Had you sent him a tape of any of the new material?
Yes, we’d recorded a tape with a drummer we knew we couldn’t record with so Tony could hear the rhythms.
That must’ve been an interesting plane ride! Here’s this guy listening to a tape and slapping his thighs and pounding his feet, thundering like a pro!
Yeah, and by the time he got here, he knew what he wanted to play. It went really well.
Ravenous seems more straight-forward and faster than Bloody Blasphemy.
It’s definitely faster, and the songs are shorter. Our songs used to last five or six minutes, but most of the songs on this record don’t even last three-and-a-half minutes!
The last record had more baritone vocals and keyboards and stuff.
That’s true. This one is more pure. We still have the typical God Dethroned melodies so it’s not like we really changed the basic idea, but we have less keyboards – only on one song, I think – and more death metal style on this record. We really grew as a band, having played so many shows after Bloody Blasphemy. We also try to add diversity between songs and between albums to keep it interesting for the fans. And for us.
Have you toured with bands that might’ve led you to this faster, shorter style?
Well, we’ve toured with a lot of death metal bands recently – Immortal, Morbid Angel, Cannibal Corpse, and Ritual Carnage – but we haven’t really changed. We’re still very melodic, but maybe we did get a little more death metal…
You started as a straight-forward death metal band, right?

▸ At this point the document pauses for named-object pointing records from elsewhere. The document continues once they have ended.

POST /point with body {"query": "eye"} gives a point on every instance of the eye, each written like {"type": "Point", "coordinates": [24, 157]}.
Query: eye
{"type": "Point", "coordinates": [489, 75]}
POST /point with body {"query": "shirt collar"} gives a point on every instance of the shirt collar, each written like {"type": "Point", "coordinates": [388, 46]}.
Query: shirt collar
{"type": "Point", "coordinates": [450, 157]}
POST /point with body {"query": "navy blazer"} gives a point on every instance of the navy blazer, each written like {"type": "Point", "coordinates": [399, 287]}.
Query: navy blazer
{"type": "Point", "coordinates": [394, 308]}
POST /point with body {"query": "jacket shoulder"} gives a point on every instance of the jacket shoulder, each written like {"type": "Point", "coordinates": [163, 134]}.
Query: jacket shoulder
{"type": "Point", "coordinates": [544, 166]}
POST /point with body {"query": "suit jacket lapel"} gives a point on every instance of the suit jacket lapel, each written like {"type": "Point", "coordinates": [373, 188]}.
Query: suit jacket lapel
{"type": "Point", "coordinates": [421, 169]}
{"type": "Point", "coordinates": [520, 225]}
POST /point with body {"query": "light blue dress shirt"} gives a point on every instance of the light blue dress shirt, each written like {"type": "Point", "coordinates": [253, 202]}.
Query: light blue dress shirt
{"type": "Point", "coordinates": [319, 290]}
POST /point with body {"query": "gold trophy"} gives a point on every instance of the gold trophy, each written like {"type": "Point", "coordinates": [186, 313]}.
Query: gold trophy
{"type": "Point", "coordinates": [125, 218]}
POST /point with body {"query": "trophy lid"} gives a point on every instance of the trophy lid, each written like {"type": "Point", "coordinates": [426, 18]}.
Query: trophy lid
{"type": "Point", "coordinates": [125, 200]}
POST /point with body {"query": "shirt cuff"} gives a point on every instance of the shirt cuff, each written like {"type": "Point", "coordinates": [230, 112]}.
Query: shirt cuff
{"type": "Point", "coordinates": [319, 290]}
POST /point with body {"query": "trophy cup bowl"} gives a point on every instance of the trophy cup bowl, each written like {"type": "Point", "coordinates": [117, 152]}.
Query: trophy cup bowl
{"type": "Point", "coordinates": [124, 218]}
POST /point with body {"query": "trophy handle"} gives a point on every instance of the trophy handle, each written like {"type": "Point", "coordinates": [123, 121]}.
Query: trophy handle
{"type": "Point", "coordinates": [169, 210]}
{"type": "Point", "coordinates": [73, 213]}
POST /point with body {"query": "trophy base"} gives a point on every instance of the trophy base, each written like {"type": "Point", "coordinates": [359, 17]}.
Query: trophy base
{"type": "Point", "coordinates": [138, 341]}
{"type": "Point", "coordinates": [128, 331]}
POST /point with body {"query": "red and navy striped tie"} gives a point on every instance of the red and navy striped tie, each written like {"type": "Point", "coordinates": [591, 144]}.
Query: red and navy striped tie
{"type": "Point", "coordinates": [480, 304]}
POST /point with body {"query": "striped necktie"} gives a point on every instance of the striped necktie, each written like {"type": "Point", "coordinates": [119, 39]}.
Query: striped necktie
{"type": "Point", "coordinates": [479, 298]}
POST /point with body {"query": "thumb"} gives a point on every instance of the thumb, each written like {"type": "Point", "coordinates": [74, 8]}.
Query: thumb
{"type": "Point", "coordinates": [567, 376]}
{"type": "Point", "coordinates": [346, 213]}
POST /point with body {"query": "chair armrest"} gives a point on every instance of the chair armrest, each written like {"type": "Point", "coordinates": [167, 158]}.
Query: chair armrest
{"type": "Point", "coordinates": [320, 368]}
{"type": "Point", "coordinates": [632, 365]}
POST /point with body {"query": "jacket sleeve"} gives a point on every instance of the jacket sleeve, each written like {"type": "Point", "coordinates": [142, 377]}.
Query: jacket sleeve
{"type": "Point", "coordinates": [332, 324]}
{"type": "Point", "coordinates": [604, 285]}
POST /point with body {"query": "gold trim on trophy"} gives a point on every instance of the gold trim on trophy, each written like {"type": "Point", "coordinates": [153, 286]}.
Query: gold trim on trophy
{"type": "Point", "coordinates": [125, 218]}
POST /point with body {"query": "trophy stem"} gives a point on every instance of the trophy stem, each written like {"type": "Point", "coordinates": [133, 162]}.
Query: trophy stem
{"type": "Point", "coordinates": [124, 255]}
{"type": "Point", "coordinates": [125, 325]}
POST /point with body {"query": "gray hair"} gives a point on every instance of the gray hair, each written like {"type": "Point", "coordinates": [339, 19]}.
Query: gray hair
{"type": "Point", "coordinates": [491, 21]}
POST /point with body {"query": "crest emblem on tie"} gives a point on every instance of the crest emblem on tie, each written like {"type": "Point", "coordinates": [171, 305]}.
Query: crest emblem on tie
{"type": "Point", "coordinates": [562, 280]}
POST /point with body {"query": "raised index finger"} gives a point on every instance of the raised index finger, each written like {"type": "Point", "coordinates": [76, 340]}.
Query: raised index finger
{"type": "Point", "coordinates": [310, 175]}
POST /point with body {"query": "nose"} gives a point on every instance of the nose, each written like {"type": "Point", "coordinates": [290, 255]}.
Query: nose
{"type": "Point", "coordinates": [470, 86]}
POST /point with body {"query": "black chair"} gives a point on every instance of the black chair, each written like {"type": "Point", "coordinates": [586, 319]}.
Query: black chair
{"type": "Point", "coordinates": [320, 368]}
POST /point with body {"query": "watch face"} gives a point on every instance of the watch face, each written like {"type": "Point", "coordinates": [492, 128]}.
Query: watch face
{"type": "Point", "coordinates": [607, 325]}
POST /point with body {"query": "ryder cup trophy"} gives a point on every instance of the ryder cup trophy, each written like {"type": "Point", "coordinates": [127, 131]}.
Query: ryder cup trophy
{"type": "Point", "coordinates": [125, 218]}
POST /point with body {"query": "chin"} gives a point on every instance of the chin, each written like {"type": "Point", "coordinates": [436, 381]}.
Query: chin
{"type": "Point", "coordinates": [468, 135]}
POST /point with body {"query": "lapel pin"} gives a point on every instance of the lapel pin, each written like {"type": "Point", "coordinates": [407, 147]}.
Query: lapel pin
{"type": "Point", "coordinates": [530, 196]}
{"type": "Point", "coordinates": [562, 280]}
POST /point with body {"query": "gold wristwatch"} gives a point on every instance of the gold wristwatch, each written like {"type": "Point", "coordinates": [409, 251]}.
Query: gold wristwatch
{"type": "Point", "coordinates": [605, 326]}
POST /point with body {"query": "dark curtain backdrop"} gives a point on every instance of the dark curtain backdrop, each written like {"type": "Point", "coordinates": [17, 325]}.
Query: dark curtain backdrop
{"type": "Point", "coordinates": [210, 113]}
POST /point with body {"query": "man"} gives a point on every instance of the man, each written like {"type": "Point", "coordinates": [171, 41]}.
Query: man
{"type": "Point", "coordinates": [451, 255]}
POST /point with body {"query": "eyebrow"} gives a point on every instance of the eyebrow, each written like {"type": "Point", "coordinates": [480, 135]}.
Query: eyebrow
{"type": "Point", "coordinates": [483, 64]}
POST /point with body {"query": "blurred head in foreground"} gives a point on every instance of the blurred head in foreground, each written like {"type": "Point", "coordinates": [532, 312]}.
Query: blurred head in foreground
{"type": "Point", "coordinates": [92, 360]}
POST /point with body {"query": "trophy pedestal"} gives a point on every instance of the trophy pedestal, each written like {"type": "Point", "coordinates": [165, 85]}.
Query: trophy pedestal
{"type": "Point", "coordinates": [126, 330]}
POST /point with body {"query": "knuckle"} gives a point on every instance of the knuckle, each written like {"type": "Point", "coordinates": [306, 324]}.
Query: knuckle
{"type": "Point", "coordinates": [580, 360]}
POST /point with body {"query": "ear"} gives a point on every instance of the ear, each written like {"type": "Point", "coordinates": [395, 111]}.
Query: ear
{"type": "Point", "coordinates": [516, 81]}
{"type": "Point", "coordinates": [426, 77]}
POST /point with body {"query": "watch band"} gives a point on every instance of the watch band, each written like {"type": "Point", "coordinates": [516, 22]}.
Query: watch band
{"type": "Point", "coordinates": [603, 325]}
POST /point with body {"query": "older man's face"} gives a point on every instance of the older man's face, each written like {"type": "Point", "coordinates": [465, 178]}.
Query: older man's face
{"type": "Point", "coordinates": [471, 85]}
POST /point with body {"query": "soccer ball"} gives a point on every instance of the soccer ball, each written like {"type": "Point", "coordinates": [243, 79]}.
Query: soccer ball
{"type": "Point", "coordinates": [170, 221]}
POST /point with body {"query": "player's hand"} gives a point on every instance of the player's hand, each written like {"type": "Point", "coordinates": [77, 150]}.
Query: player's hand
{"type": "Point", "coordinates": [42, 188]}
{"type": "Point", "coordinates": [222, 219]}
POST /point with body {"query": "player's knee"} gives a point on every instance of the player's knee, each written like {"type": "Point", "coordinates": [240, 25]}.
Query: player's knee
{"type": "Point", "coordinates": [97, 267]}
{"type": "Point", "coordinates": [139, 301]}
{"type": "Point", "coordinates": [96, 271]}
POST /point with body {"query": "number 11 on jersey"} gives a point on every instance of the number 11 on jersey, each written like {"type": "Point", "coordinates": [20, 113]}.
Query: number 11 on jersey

We started in 1990 as a very brutal death metal band. Our first album, The Christhunt, was an extreme album. There weren’t many melodies, just blasting all the time. Then we broke up. We reformed in 1996 with a new line-up, and while we do some of the songs from the old God Dethroned, the band became much more melodic, as it’s been every album since then.
What bands did you “come up with” in Holland?
Holland is a very small country. I can only think of Warfare, Asphyx, and The Gathering at the moment… Everyone knows each other here, but I wouldn’t say everyone is influenced by each other. Most of our influences would have to be Scandinavian or US death metal bands, I guess.
I thought of Grave when I first heard Ravenous…
It might be the guitar sound. We like them and Scandinavian death and black metal a lot, so I can understand you hearing the similarities. We have a Swedish touch…
Who else do you consider peers?
I didn’t know At the Gates personally, but I have emailed with Jensen, who is now in The Haunted and Witchery, and he very much likes God Dethroned.
During your break from God Dethroned, you were in a thrash band, right? I can hear some definite thrash elements in the melodic death metal style you play.
Yes, and I think At The Gates had a lot of thrash in their riff as well, but they were tuned so low, it sounded like death metal. Thrash metal is a musical style that’ll probably never be as big as death metal, but a lot of people like it, and it influences many people who do not play thrash metal.
What bands did you listen to that made you want to start your first band?
Nuclear Assault, the first Death album, and later, the first Entombed, the first Dismember, the first Darkthrone, the first Morbid Angel… Those bands, and those records in particular, influenced me a lot.
Speaking of Death, I notice you close out Ravenous with Death’s “Evil Dead,” that’s from Scream Bloody Gore, right?
Yes. We played on a tribute to raise money for Chuck (Schuldiner, guitarist/vocalist of Death and Control Denied), and the song turned out really well. When we recorded it for this album, the only thing we changed was that we play blastbeats during the chorus.